J Heart Lung Transplant. 1998 Mar;17(3):312-6.
The aim of this study was to evaluate the efficacy of inhaled nitric oxide in the prevention and reversal of pulmonary hypertension during and after left ventricular assist device implantation.

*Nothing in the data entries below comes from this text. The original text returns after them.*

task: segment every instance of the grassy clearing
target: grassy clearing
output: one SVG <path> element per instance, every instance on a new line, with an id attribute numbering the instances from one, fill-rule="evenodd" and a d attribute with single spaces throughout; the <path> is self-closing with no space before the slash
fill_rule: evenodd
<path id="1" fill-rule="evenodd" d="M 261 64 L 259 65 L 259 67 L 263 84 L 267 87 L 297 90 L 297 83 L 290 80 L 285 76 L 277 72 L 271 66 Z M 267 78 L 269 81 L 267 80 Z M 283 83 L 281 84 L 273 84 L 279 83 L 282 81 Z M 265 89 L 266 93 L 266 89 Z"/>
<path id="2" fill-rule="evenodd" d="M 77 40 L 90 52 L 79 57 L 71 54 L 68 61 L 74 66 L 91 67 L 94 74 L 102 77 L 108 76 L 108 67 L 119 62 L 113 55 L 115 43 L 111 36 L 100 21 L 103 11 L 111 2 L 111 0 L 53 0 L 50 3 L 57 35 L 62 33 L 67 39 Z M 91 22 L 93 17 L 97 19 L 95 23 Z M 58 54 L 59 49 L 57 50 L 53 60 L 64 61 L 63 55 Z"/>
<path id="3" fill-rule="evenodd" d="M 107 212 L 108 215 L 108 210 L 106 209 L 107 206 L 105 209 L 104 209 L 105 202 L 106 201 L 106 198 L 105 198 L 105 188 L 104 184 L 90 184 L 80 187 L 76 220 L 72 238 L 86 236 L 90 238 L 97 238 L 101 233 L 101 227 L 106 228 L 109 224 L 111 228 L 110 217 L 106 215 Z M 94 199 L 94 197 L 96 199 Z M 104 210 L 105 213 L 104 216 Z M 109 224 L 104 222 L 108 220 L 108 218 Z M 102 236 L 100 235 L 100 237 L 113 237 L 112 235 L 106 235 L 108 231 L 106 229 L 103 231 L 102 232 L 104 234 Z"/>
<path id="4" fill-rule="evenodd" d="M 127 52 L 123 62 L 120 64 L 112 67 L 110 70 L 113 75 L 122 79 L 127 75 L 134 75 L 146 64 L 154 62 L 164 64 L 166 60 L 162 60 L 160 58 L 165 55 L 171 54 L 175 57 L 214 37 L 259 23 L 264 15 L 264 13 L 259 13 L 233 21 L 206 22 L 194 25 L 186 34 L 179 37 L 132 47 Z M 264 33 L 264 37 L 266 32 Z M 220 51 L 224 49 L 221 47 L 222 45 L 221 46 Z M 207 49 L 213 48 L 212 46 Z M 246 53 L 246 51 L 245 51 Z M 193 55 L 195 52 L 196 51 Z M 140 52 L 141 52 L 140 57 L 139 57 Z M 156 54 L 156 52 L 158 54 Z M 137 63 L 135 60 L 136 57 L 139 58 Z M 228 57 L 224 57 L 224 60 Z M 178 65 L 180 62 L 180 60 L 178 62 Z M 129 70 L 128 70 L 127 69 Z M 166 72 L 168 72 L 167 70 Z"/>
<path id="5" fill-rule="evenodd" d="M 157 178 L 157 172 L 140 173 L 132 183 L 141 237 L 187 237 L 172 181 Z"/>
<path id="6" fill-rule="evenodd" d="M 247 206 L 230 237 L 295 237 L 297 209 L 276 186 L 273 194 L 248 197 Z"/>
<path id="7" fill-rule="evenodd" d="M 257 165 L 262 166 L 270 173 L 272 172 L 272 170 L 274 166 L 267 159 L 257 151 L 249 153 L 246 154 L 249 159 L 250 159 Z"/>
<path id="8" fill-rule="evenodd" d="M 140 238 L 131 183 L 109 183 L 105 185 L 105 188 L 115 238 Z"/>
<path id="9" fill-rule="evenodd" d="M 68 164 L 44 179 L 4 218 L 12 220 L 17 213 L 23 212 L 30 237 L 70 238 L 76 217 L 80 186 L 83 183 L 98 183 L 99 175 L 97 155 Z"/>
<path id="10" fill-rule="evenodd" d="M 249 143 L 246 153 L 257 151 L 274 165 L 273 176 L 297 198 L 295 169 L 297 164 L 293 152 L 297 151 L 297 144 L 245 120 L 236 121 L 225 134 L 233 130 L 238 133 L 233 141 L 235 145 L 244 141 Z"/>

Inhaled nitric oxide (20 ppm) was administered to seven consecutive patients undergoing implantation of a left ventricular assist device at the time of implantation and for the first 24 hours after operation.
Withdrawal of inhaled nitric oxide at 24 hours after operation was associated with a significant rise in both the transpulmonary gradient (from 8+/-1 to 14+/-2 mm Hg, p < 0.01) and in pulmonary vascular resistance (from 110+/-19 to 196+/-32 dynes x sec x cm[-5], p < 0.01). In two patients, the rise in pulmonary vascular resistance resulted in a critical fall in left ventricular assist device flow and hemodynamic deterioration, necessitating urgent reinstitution of inhaled nitric oxide.
The administration of inhaled nitric oxide at the time of left ventricular assist device implantation prevents rises in pulmonary vascular resistance that in some patients result in critical reductions in left ventricular assist device flow. We suggest that inhaled nitric oxide is a useful adjunctive treatment that should be routinely available at the time of left ventricular assist device implantation.
本研究的目的是评估吸入一氧化氮在左心室辅助装置植入期间及之后预防和逆转肺动脉高压的疗效。
对连续7例接受左心室辅助装置植入的患者在植入时及术后头24小时给予吸入一氧化氮(20 ppm)。
术后24小时停用吸入一氧化氮与跨肺压差(从8±1 mmHg升至14±2 mmHg,p<0.01)和肺血管阻力(从110±19达因·秒·厘米⁻⁵升至196±32达因·秒·厘米⁻⁵,p<0.01)显著升高相关。在2例患者中,肺血管阻力升高导致左心室辅助装置血流量严重下降和血流动力学恶化,需要紧急重新给予吸入一氧化氮。
在左心室辅助装置植入时给予吸入一氧化氮可防止肺血管阻力升高,在某些患者中这会导致左心室辅助装置血流量严重减少。我们建议吸入一氧化氮是一种有用的辅助治疗方法,在左心室辅助装置植入时应常规使用。